The dominant issue in the life of the Government was not of direct Treasury concern: it was the lack of progress of the general legislative programme. When the new Parliament met, the huge Liberal majority in the House of Commons was confronted by an almost equally large Unionist one in the House of Lords. It quickly became clear that the opposition leaders in both Houses were prepared to accord no real primacy to the elected chamber. Occasionally Balfour and Lansdowne instructed the peers to make a tactical show of restraint. More frequently they suppressed their delicate susceptibilities and encouraged a slaughter of Liberal bills on a scale from which their more robust predecessors, the Duke of Wellington or Sir Robert Peel, would have recoiled in horror.

The first victim was the Education Bill.
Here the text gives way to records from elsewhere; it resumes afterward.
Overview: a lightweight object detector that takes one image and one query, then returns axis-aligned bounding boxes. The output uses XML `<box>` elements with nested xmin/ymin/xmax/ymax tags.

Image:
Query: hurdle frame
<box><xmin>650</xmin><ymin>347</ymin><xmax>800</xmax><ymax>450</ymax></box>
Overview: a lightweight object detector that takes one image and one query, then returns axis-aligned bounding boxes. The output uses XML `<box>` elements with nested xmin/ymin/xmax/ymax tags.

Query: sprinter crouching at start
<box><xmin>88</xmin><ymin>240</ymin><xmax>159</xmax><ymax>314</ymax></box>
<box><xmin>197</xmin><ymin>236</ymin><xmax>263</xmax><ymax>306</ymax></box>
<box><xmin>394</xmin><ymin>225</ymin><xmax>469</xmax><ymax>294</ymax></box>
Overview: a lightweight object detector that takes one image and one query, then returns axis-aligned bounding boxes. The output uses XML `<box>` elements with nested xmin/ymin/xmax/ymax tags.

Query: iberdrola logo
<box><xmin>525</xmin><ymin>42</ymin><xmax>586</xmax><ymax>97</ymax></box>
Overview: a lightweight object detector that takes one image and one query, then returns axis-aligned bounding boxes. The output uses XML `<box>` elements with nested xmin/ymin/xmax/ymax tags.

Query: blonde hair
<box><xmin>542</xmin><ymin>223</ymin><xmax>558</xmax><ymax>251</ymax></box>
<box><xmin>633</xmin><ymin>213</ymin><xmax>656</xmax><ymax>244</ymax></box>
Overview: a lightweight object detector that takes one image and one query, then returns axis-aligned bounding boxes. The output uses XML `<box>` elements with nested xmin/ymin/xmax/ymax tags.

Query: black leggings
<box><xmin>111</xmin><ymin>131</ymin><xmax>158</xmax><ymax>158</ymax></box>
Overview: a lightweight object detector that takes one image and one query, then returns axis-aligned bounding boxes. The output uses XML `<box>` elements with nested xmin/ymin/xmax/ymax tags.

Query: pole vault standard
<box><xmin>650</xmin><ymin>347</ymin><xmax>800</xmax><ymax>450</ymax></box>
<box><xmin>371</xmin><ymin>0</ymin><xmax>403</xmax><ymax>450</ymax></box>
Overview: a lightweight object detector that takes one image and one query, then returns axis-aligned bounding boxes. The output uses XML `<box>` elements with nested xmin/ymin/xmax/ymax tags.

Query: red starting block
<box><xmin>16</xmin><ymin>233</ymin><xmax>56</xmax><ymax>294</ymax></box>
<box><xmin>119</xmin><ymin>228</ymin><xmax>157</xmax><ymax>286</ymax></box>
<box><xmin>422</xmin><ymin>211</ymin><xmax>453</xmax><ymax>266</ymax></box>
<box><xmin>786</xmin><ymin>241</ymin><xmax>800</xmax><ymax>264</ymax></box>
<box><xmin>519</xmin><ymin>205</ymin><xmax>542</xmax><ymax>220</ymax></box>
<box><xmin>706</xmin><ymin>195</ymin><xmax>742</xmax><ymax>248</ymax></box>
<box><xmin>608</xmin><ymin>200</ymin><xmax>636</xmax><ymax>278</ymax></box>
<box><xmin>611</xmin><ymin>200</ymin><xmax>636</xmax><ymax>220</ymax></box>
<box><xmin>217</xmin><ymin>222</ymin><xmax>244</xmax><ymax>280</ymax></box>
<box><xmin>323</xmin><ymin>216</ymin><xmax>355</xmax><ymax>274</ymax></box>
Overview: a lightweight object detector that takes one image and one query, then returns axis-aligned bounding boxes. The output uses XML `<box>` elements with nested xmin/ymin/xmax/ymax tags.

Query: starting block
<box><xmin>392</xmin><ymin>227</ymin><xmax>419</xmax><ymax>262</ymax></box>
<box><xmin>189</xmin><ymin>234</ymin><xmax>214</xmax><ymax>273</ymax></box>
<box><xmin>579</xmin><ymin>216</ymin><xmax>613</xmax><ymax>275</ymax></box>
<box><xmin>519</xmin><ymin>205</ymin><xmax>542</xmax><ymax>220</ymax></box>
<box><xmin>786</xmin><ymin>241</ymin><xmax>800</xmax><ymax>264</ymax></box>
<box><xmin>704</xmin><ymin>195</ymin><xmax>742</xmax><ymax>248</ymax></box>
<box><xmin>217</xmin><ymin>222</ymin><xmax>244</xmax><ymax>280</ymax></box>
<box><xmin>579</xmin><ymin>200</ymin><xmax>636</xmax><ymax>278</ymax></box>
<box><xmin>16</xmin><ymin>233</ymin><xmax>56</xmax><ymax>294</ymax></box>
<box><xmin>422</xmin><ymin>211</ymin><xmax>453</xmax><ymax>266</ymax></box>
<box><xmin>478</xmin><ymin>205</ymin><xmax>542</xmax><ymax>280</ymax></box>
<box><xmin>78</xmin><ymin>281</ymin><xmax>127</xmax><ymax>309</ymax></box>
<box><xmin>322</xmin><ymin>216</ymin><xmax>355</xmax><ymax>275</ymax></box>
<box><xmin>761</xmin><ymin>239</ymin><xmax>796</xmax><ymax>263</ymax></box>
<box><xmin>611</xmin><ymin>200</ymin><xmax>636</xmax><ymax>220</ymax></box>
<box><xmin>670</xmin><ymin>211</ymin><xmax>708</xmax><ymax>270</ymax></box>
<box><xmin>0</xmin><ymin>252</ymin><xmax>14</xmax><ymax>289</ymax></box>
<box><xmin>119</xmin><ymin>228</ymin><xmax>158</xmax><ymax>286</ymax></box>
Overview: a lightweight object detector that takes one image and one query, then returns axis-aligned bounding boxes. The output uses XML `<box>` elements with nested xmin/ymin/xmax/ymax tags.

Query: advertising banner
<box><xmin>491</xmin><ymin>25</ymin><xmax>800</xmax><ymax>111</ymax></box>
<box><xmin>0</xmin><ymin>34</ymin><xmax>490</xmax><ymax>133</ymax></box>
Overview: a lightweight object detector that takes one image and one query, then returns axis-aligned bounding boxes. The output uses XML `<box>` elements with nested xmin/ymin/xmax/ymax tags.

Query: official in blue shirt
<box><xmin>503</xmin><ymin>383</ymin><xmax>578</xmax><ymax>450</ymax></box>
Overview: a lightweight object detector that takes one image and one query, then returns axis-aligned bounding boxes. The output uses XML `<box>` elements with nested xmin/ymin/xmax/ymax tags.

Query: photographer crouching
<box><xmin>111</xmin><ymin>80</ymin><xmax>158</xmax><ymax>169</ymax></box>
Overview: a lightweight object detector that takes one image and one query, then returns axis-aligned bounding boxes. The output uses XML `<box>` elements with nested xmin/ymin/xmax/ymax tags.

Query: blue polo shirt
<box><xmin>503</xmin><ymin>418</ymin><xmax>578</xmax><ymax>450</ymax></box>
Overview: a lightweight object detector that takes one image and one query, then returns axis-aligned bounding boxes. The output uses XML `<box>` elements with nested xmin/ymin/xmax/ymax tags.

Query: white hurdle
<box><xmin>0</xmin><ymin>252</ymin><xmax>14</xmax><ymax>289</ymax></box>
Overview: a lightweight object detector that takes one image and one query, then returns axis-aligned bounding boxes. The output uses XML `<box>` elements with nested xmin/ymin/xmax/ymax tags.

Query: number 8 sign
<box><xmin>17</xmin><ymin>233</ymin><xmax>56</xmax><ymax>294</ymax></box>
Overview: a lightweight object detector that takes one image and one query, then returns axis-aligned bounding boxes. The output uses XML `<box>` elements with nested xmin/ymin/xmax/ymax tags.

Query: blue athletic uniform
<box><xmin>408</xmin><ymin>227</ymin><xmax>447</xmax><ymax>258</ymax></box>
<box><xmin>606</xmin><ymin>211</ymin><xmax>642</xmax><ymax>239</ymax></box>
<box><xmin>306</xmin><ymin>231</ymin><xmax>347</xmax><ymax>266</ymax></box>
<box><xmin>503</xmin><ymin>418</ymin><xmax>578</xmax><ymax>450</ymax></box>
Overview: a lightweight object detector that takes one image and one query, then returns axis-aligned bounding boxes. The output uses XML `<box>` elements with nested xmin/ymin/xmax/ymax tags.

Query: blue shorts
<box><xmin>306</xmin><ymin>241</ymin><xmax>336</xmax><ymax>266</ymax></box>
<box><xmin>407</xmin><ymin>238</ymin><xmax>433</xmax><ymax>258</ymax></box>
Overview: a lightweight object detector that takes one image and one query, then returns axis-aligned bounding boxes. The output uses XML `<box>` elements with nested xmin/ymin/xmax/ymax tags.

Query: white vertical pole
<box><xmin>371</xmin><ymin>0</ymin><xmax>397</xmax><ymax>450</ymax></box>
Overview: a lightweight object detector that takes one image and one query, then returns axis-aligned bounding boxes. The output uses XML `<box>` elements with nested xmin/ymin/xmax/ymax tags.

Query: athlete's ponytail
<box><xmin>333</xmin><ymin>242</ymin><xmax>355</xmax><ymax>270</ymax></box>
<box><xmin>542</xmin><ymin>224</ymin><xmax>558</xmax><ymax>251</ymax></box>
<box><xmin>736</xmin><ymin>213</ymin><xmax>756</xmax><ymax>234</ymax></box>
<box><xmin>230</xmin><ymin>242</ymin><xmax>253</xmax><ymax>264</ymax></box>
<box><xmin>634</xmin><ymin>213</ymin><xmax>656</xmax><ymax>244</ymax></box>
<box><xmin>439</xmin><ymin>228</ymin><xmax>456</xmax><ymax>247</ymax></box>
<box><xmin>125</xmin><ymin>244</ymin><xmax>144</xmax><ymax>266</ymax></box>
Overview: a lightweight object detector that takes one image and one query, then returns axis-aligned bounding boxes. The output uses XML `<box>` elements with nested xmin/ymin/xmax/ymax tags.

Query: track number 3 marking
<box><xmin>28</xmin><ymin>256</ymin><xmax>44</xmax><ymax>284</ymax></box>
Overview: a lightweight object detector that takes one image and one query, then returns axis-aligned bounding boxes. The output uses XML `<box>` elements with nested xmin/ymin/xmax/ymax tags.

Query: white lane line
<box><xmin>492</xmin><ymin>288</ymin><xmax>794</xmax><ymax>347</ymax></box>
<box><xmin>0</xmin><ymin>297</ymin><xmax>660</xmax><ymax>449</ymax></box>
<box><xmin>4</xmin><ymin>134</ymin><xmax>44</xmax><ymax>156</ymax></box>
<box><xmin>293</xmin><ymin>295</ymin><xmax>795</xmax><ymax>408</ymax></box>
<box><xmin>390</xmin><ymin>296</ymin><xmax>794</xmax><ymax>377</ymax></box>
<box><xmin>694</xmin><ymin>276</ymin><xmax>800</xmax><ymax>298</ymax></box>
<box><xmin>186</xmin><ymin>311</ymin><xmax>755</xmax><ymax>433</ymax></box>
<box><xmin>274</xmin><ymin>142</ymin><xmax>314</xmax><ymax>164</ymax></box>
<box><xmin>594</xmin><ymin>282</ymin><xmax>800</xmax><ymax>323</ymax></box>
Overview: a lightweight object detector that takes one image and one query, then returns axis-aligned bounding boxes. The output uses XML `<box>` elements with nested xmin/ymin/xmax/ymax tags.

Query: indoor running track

This bill was designed to remedy some of the more keenly-felt grievances of the Nonconformists, while leaving intact the 1902 administrative structure. It was introduced into the House of Commons by Augustine Birrell on April 9th, 1906, and immediately produced a storm of controversy. This came not only from the Unionist Party, but also from the Roman and Anglican churches. It was controversy along well-worn lines. The liturgists had had their way in 1902. The free churches had responded by rallying to the Liberal Party and ensuring that education was one of the two or three central issues of the electoral battle. This rallying of Nonconformists had helped to produce the great radical majority, and they could lay a strong claim to priority of relief. But the peers completely declined to recognise the force and freshness of the mandate behind the measure. When the bill reached them in the autumn, after a strenuous passage through the House of Commons, they treated it exactly in accordance with the instructions they were given by Balfour. They let it through on second reading, and then proceeded so to amend it in committee as not merely to destroy but to reverse its original purpose. In the form in which it returned to the Commons, the bill would have given the upholders of denominational teaching a still more favourable position than they enjoyed under the 1902 Act.

There followed a period of skirmishing between the two Houses. The King tried unsuccessfully to promote a compromise and achieved only an abortive conference between three representatives of the Government, headed by Asquith, three of the opposition, and the Archbishop of Canterbury. By the middle of December it was obvious that complete deadlock had been reached. The Government, full of growls against the enormity of the peers’ behaviour, had no option but to abandon the bill.